Yellow Corp. (NASDAQ: YELL), the former YRC Worldwide, has agreed to a settlement of $2.1 million — an amount the company earlier had referred to as “immaterial” — in an ongoing 2018 lawsuit on price overcharges brought by the Department of Defense.
The suit was brought by a group of investors, who already had lost in the district court. However, those investors were planning an appeal of that lower court decision, leading to settlement talks that resulted in the relatively small payout.
Plaintiffs in the case included the city of Warwick, New York, where pension funds were an investor in YRC (the name of the company at the time of the lawsuit and in the court documents), and several individuals. The suit was filed in the northern district court of New York back on the first business day of 2019.
Coming on the heels of the DoD’s lawsuit against LTL carrier YRC filed just a month earlier, alleging the overcharging, the suit by the investors claimed they had suffered financial damages “caused by [YRC’s] violations of the federal securities law.”
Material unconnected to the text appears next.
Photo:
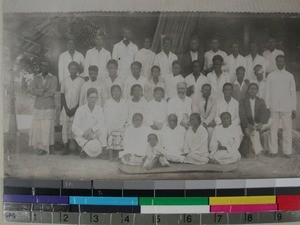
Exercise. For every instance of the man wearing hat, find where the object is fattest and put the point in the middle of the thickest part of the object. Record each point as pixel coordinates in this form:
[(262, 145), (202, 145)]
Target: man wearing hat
[(43, 87), (89, 126)]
Although the settlement was filed with the court this month, Yellow, in its 10-K filing with the Securities & Exchange Commission submitted in early February, said that at the time it had already reached a settlement agreement with the plaintiffs for what it described as an “immaterial amount.” Arguments by defendants and plaintiffs in favor of the settlement were recently filed with the court.
The suit also was directed at several YRC executives.
According to the settlement document filed in the case, YRC had moved to dismiss the original complaint, and that request had been granted. “The court ruled that plaintiffs had not pled facts showing that defendants had made any material misstatements or omissions or had acted with the requisite scienter required [under law].” That’s how YRC, in its document filed this month in support of the settlement, summed up earlier developments in the case brought by the investors. The definition of scienter is “knowledge of the nature of one’s act or omission.”
“Even though defendants are confident of their prospects on appeal, they are interested in putting this case behind them to avoid the further distractions and expenses of continued litigation,” the company says in its filing.
Although the dismissal is a relatively minor footnote in the ongoing saga of YRC and the Department of Defense, there are still ongoing ironies in that relationship.
First, the lawsuit filed by the DoD against YRC in December 2018 is still pending. That suit grew out of an earlier whistleblower action on an allegation of overcharging, primarily through YRC and the later acquisition Roadway Express, that goes back to 2003.
In that 10-K report, Yellow said of the ongoing litigation with the DoD that it had meritorious defenses against the remaining counts and intends to vigorously defend this action.” However, it added that the company is “unable to estimate the possible loss, or range of possible loss, associated with these claims at this time.”
A check of the activity in the case shows no filings in the case since December 2020, but it is not resolved.
And yet, YRC received an injection of $700 million in funding from the federal government last July, with the government taking a 30% stake in the company as a result. One of the claims made in defense of the unusual action: The DoD needed the long-standing services that YRC provided to the military.
The end result is that the U.S. government gave a large sum of money to YRC and took a stake in it even as it was pursuing a lawsuit against it for price manipulation. And even though that litigation is ongoing and has not been resolved, YRC has easily swatted away an investors’ lawsuit against those alleged activities.